Candidates gird for late TV push

Friday, October 16, 1998

BY PATRICK CROWLEY
The Cincinnati Enquirer

FORT MITCHELL -- Republican U.S. Rep. Jim Bunning and Democrat Ken Lucas lead their respective races in fund-raising as the fall campaign heads into its final weeks.

In Kentucky's U.S. Senate race, Mr. Bunning of Southgate had nearly $1.5 million in the bank at the end of September -- the deadline for the latest campaign finance reports -- compared with just over $556,000 for U.S. Rep Scotty Baesler, a Lexington Democrat.

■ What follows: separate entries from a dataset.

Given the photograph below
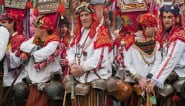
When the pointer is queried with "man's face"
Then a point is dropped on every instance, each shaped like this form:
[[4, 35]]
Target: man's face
[[37, 31], [86, 19], [150, 31], [168, 18]]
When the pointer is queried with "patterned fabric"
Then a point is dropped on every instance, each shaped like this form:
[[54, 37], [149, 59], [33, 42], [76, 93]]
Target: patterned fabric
[[176, 32], [94, 98], [16, 41], [147, 47]]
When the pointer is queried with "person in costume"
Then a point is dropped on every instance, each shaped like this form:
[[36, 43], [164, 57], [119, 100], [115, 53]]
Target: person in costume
[[65, 39], [41, 50], [88, 56], [3, 44], [12, 64], [140, 53], [170, 72]]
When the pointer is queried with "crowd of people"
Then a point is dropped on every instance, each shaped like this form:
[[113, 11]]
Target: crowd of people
[[93, 65]]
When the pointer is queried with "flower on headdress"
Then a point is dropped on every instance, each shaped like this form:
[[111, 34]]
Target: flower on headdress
[[148, 20], [17, 17], [43, 22], [84, 7]]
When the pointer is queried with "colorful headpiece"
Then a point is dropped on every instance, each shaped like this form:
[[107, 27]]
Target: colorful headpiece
[[4, 16], [84, 6], [94, 2], [148, 19], [43, 22], [16, 16], [64, 21], [170, 8]]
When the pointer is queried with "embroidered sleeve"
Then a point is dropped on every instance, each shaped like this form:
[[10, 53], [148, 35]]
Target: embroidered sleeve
[[175, 51], [103, 39]]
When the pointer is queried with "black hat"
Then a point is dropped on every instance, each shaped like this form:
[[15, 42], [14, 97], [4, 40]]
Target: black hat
[[170, 8]]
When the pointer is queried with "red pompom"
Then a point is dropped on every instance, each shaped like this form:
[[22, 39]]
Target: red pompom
[[36, 12], [61, 8], [29, 5], [1, 2], [176, 98]]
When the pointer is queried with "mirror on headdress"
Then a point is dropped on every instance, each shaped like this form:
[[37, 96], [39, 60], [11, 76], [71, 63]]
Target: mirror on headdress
[[132, 5]]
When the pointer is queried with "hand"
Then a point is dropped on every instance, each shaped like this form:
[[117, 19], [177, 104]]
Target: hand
[[64, 62], [24, 56], [76, 70], [142, 83], [150, 87]]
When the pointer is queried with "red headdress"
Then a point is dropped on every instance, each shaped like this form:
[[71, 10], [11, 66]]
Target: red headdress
[[17, 17], [148, 19], [43, 22], [77, 32]]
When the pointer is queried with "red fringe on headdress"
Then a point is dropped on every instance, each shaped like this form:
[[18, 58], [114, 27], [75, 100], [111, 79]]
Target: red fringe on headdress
[[36, 98]]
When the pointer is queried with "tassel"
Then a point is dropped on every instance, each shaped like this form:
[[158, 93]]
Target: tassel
[[61, 8], [29, 5], [176, 98], [1, 2], [36, 12]]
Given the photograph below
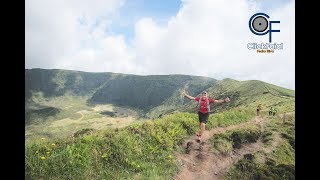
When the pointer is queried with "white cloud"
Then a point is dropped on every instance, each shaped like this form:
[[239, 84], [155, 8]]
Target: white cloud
[[207, 37]]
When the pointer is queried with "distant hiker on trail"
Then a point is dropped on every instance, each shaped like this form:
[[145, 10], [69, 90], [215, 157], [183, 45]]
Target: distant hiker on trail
[[204, 108], [270, 111], [259, 109]]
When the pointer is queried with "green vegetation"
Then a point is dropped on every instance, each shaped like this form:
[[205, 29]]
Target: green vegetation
[[142, 150], [279, 162], [117, 126], [224, 143]]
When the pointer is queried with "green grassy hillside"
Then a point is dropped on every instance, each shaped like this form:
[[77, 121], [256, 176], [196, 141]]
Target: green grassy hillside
[[142, 150]]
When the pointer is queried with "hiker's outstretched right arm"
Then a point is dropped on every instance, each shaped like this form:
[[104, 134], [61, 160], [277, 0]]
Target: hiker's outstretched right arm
[[186, 95]]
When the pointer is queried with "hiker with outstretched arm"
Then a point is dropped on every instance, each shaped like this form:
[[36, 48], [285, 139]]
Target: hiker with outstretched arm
[[204, 108]]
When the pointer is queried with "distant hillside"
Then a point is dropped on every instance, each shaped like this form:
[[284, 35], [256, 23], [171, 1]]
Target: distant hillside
[[140, 92], [57, 82], [155, 95]]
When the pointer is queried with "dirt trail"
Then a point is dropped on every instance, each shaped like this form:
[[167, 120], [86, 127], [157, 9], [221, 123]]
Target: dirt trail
[[201, 163]]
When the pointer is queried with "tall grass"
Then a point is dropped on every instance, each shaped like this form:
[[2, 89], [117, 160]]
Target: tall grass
[[141, 150]]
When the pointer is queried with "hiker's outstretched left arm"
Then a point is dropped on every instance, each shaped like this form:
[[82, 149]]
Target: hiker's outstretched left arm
[[221, 101]]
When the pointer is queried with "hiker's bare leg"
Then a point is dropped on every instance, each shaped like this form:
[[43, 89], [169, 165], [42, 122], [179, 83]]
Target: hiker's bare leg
[[199, 129], [202, 128]]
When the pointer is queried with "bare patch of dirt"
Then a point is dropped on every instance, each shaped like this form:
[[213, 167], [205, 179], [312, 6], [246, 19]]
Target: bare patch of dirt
[[198, 162]]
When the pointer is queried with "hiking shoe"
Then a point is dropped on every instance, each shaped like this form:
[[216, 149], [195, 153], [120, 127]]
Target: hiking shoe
[[199, 137]]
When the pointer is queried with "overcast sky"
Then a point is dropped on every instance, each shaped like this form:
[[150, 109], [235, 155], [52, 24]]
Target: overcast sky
[[194, 37]]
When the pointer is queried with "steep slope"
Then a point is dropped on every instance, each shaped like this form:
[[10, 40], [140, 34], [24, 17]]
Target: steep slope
[[56, 82], [146, 92]]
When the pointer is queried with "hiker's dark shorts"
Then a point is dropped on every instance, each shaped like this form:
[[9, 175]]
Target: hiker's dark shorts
[[203, 117]]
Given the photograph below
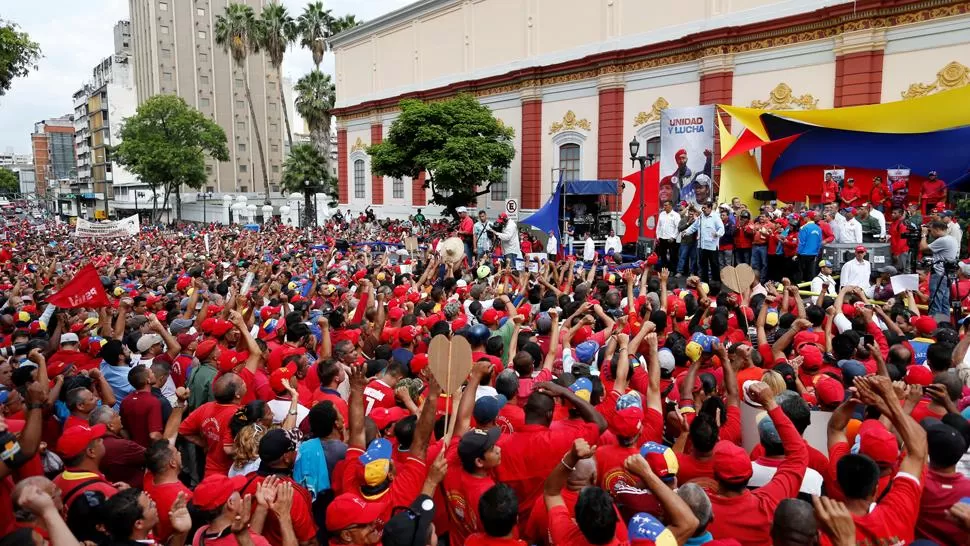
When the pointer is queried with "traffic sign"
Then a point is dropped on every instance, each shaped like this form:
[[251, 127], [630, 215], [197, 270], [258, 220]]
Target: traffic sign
[[512, 208]]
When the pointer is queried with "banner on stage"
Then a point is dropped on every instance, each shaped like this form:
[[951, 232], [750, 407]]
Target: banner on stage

In the race for the 4th District U.S. House seat Mr. Bunning is vacating, Mr. Lucas, the former Boone County judge-executive, has raised $760,000 compared to $615,000 for Republican state Sen. Gex "Jay" Williams of Verona.

As far as cash on hand, Mr. Williams has about $138,000, but listed debts of $84,000. Mr. Lucas had cash on hand of about $90,000 and debts of just $169.

Both U.S. House campaigns have also recently spent heavily on television advertising for the campaigns' stretch run.

Mr. Williams has purchased $100,000 in TV time for commercials, including some on Cincinnati stations, said Craig Hendricks, the campaign's manager.

Mr. Lucas has more than doubled Mr. Williams' buy with $215,000 in commercial time, said John Lapp, Mr. Lucas' campaign manager. Mr. Lucas' commercials are running on local stations. Mr. Williams' spots are scheduled to begin Monday.

Mr. Lapp said Mr. Williams "is a candidate in search of a message." "I think it says volumes that the Williams campaign has yet to broadcast on television," Mr. Lapp said.

Mr. Hendricks said the Williams campaign does not really care "how much money Mr. Lucas raises or spends.

"We have a plan and it will be fully implemented," he said. "Our grass-roots campaign, combined with our positive issues agenda . . . will lead us to victory. . . ."

In the Senate race, money will be a central issue as campaigns scramble to buy air time in the final weeks before the election. Whether Mr. Baesler can keep up with Mr. Bunning has generally been viewed as a central issue.

Mr. Baesler's campaign manager, J.B. Poersch, said Mr. Baesler is in a better position now than the summaries of the campaigns' reports indicate, because he has spent little on TV this month, while Mr. Bunning spent about $700,000.

"The Bunning camp's early-October spending indicates that both candidates will have similar resources for the crucial last weeks," Mr. Poersch said.

He acknowledged that Mr. Bunning still has a clear edge, but said, "The fact that our campaign has out-raised the Bunning campaign since May suggests that our campaign has the momentum and the lead to carry through Election Day."

Mr. Bunning said in a news release: "I believe our strong fund-raising is indicative of the broad support my campaign has enjoyed. We are going to finish this campaign aggressively and have the necessary resources to carry us to victory on November third."

Mr. Bunning reported raising $862,862 in the three-month period, increasing his total for the year to $1.7 million.

Mr. Baesler raised $955,058 during the three-month period, which included a high-profile fund-raising visit in August by President Clinton.